NCAA to decide KU’s fate today

Media conference at 4 p.m.

The NCAA Division One Committee on Infractions will announce its decision regarding Kansas University this afternoon.

Gene Marsh, member and former chair of the committee and a professor of law at Alabama University, will conduct a media conference at 4 p.m. EST, or 3 p.m. Lawrence time

KU will hold its own media conference at 4:30 p.m. in Hadl Auditorium to respond to the NCAA’s determinations on the infractions case.

Chancellor Robert Hemenway, athletic director Lew Perkins and outside counsel Rick Evrard will be at the session.

KU officials – including Bill Self, Mark Mangino, Bonnie Henrickson, Lew Perkins and Rick Evrard – made their case to the NCAA committee in August, during a session in Baltimore. Kansas and the committee discussed in great detail 11 violations committed within the athletic department taking only occasional five-minute breaks along with an hour off for lunch. Evrard – the university’s legal counsel – did most of the talking behind the closed doors, though generally the committee does ask specific questions to specific coaches, the reason Self, Mangino and Henrickson were asked to attend.

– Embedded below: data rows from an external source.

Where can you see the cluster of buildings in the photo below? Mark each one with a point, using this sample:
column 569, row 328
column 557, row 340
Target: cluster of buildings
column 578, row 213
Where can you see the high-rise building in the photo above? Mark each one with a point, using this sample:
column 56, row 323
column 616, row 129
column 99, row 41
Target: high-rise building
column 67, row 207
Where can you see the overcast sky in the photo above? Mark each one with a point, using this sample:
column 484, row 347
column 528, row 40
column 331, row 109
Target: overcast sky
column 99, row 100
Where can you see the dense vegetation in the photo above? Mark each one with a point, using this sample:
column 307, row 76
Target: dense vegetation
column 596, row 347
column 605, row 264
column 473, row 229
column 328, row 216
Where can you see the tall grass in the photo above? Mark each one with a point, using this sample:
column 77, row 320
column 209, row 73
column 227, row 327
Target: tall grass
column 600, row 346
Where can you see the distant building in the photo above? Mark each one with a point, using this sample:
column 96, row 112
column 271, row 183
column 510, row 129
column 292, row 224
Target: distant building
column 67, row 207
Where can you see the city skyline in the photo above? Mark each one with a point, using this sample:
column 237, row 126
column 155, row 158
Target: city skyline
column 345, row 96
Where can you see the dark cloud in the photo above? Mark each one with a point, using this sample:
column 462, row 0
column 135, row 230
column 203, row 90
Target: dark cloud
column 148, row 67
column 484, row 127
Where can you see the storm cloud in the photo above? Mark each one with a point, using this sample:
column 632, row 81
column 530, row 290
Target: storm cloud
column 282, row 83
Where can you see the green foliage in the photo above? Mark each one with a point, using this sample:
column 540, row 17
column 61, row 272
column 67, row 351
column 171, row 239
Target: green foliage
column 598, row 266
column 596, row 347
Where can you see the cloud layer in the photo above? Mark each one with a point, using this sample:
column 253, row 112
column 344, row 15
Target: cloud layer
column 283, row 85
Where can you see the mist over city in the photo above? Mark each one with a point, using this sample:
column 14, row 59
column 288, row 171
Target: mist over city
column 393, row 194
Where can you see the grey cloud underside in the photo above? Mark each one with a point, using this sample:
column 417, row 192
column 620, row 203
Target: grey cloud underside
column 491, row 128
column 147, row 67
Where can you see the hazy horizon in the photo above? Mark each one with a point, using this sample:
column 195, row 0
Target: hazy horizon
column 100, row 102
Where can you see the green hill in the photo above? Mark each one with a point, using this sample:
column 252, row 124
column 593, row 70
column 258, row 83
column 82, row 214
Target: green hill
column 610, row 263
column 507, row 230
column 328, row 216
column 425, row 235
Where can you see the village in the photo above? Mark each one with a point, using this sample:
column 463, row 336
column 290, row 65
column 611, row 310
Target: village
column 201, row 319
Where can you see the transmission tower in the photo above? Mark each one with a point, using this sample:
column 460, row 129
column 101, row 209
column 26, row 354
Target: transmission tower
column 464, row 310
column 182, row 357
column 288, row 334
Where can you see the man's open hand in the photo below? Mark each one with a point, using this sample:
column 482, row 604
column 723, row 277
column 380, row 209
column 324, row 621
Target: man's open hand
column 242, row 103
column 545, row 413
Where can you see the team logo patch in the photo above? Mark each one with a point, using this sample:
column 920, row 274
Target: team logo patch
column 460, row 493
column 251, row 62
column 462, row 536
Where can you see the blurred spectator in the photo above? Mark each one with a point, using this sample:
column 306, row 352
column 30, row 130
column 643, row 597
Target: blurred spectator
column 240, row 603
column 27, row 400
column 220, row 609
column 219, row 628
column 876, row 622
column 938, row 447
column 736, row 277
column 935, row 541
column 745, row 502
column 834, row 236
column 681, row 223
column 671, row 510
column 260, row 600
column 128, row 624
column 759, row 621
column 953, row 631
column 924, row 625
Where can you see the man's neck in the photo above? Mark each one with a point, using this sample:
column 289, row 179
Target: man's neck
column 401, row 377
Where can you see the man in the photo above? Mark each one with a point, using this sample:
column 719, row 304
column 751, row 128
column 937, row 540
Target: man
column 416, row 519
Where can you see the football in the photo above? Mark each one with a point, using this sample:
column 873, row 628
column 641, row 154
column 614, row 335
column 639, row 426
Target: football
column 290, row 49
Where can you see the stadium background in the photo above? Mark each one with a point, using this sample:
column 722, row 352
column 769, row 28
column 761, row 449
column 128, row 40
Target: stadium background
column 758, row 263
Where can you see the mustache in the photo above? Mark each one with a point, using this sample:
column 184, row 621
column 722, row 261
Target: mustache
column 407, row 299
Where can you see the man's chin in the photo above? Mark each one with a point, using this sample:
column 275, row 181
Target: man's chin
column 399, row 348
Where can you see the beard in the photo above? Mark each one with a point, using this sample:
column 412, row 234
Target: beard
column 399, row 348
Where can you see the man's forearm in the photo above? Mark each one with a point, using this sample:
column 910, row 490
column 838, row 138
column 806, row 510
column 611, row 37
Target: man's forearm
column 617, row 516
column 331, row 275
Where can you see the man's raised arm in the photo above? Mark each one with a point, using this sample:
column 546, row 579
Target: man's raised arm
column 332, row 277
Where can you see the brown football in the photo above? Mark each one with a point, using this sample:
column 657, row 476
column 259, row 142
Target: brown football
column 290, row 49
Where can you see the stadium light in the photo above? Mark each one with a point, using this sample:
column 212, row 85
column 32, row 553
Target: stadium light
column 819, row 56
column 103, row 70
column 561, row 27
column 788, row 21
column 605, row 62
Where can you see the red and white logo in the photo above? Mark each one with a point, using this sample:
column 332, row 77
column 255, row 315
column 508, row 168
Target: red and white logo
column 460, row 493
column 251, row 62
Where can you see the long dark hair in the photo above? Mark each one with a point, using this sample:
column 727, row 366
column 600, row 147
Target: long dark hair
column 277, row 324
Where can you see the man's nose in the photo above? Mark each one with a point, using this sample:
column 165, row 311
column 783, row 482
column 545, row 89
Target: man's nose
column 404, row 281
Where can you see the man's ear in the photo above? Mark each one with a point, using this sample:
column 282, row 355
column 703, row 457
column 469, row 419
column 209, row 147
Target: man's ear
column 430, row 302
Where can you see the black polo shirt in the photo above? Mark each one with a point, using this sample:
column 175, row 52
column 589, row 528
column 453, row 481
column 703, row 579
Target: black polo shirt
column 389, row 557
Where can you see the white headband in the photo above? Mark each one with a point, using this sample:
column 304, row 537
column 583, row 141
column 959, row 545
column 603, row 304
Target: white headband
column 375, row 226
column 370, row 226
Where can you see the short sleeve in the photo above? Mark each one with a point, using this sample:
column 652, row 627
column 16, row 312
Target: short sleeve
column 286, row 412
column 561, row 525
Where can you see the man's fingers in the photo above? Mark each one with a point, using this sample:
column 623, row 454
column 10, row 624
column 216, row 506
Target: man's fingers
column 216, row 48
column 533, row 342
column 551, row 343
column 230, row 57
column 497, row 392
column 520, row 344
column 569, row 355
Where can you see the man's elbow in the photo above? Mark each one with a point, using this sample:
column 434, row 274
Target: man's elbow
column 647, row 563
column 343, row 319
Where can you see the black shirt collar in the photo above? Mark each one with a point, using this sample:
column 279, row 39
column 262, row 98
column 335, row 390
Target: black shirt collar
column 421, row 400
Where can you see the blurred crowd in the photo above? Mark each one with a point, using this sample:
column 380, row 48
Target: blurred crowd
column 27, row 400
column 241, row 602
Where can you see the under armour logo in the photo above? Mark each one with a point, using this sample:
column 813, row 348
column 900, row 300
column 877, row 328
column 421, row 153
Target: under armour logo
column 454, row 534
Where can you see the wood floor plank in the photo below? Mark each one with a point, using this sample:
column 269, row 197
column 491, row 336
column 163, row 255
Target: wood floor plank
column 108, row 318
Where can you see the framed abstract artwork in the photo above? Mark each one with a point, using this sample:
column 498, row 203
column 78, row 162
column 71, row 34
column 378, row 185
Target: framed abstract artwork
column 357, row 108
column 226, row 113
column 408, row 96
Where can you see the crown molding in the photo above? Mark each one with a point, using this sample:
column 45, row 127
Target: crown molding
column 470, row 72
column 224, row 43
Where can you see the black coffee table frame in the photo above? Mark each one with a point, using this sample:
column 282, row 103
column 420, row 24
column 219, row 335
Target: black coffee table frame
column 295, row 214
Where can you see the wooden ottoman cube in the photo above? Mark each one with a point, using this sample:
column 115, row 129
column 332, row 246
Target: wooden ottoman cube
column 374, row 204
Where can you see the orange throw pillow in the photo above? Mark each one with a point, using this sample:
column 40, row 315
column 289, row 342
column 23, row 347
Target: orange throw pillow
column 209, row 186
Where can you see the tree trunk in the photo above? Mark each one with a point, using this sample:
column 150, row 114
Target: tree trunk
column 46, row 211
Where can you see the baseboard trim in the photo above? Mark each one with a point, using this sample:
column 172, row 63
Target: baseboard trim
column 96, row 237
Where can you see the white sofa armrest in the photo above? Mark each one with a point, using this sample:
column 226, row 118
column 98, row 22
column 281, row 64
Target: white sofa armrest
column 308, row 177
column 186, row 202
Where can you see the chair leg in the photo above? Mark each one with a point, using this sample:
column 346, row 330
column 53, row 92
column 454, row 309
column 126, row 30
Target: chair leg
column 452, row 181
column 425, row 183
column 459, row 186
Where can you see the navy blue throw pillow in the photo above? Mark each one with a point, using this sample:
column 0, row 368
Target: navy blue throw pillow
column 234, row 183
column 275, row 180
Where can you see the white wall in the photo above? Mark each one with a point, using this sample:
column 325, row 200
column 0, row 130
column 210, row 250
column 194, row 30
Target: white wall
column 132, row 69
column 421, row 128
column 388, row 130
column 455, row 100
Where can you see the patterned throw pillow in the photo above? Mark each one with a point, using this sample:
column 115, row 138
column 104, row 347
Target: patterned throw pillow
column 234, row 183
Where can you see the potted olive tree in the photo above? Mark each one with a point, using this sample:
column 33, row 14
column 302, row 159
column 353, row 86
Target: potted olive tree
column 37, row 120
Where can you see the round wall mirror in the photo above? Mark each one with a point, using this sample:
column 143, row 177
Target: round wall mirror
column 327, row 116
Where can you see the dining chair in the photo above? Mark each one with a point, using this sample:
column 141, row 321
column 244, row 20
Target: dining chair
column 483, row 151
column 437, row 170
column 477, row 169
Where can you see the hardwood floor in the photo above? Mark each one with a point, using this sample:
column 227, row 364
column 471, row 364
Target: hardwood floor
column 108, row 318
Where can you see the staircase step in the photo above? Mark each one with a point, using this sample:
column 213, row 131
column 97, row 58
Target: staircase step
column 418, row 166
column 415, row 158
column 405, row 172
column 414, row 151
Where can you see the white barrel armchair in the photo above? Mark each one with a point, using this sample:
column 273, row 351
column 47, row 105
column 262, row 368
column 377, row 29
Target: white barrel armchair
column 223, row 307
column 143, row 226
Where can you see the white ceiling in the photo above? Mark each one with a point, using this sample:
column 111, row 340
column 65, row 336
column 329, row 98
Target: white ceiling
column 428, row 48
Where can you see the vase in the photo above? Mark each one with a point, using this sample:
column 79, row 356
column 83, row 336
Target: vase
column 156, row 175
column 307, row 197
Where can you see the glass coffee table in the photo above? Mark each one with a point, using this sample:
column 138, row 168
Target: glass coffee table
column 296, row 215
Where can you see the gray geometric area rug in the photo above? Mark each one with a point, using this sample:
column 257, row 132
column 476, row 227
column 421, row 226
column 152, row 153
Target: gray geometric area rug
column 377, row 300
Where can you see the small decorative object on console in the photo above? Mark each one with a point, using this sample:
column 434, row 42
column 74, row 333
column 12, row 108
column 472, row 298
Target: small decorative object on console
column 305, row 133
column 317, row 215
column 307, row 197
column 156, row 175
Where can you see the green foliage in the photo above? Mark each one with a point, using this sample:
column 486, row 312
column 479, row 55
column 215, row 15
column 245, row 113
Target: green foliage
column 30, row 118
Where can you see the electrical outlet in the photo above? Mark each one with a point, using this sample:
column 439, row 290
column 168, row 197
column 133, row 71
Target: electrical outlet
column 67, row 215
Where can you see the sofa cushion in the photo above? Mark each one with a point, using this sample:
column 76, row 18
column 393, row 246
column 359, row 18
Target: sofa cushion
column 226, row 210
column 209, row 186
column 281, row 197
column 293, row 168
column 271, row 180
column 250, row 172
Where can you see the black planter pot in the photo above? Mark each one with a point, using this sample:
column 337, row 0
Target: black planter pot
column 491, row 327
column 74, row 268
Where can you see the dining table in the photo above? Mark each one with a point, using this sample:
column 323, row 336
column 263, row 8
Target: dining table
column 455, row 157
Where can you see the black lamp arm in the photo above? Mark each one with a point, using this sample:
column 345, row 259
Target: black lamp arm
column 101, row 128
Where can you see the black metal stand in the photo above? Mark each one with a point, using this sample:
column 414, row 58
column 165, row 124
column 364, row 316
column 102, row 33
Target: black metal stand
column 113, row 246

Also attending for KU were associate athletic directors Jim Marchiony, Paul Buskirk and Theresa Becker, and faculty representative Don Green. Former football graduate assistant John Papuchis, who’s accused of being heavily involved in multiple violations, attended but was excused after his accusations were discussed early on.

Papuchis, under Mangino’s watch, apparently was the unnamed G.A. listed in the report as allegedly committing academic fraud. The football coaching staff also was charged with impermissible assistance for helping junior-college recruits become eligible before they were officially KU students.

Of the 11 violations, five were for football, three for men’s basketball and one for women’s basketball. The 10th was the bundling of 26 secondary violations, and No. 11 was a blanket violation alleging lack of institutional control.

Kansas self-imposed penalties for the violations it found – pretty much the same ones the NCAA found in its subsequent investigation – with hopes that those will be considered enough in the eyes of the committee.